Kiedy siadający w rozmowie z nami znajduje się na skraju fotela lub krzesła, prawdopodobnie nie czuje się komfortowo, ani też nie jest przekonany co do słuszności sprawy, z którą przyszedł. Czyni go to mało wiarygodnym. Jeśli dodatkowo osoba pochyla się mocno do przodu, sprawia wrażenie służalczej i nie do końca godnej zaufania.
Osoby, które prezentują drugą skrajność – nadmiernie się rozsiadają i wykonują zbyt energiczne ruchy, uchodzą za pewne siebie jedynie z pozoru. W swojej postawie szukają oparcia, którego brakuje im w osobowości.

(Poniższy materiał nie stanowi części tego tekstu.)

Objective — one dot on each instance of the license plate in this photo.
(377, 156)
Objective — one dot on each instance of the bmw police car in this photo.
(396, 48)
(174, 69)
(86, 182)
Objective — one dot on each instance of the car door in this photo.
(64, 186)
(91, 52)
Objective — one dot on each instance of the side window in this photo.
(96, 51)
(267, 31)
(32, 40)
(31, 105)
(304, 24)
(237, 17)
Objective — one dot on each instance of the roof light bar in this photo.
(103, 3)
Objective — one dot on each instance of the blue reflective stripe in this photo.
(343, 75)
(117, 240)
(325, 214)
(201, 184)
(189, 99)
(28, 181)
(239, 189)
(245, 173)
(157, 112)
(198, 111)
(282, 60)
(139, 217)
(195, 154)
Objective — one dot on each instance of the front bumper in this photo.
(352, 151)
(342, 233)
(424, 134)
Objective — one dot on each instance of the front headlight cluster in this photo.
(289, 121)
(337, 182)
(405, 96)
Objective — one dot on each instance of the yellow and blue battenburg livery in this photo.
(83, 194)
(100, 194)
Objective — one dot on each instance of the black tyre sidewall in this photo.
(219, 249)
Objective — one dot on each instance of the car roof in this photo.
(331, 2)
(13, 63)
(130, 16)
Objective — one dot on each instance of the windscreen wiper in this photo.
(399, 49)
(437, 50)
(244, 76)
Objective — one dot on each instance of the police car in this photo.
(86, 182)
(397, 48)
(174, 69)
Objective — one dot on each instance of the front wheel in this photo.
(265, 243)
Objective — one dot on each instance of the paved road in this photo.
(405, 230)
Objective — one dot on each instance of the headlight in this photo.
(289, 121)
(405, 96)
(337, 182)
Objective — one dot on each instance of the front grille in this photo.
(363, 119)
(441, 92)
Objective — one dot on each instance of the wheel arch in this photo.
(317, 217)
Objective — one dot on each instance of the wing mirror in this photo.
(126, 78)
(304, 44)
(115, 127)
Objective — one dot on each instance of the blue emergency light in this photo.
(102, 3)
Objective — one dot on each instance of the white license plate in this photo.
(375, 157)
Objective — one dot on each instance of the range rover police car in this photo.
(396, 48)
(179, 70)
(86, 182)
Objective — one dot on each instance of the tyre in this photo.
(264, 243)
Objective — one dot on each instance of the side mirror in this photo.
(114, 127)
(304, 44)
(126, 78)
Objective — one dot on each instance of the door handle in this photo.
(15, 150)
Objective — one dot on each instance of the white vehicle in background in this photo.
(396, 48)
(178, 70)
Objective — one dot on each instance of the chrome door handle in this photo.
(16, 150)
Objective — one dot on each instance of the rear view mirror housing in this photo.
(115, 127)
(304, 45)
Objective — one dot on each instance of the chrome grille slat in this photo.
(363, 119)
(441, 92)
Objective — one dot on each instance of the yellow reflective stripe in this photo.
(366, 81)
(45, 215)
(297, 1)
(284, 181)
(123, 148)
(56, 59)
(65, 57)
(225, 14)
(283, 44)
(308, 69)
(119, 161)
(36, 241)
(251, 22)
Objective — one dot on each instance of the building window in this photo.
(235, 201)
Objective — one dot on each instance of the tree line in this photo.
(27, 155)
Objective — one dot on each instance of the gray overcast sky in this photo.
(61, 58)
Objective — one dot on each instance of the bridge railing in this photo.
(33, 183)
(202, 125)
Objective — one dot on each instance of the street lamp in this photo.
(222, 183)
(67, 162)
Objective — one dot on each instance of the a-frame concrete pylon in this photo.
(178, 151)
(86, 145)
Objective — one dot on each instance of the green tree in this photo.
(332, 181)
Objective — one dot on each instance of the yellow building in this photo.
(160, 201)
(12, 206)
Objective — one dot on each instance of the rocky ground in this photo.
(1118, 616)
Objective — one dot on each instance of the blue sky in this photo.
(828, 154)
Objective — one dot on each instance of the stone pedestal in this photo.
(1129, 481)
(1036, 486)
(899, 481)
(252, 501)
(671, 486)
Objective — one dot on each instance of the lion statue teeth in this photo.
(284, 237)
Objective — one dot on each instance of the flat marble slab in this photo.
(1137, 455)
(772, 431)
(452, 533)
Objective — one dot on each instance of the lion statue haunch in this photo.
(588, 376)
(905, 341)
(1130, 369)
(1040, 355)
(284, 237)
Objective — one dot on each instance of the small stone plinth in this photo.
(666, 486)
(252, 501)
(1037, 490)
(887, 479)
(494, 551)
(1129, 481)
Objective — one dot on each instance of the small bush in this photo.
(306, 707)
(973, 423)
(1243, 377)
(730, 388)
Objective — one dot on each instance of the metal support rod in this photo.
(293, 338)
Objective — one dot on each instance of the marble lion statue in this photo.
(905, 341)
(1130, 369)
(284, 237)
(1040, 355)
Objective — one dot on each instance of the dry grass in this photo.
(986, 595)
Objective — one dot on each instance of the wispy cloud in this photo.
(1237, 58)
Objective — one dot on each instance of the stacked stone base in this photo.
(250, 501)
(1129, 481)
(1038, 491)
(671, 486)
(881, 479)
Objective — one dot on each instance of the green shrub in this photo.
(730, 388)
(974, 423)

Siedzenie w pozycji wyprostowanej świadczy o dużych pokładach energii, o opanowaniu, a także świadomości własnych możliwości.
Znaczącym może wydawać się zakładanie nogi na nogę, ale z reguły traktowane jest jedynie jako wygodna bądź bardziej elegancka pozycja. Z kolei nieustanne zmienianie nóg może być kojarzone z dużą zmysłowością. Tak więc warto zastanowić się, jakie sygnały przekazujemy światu, zwłaszcza wtedy, kiedy nasze usta milczą. ;-)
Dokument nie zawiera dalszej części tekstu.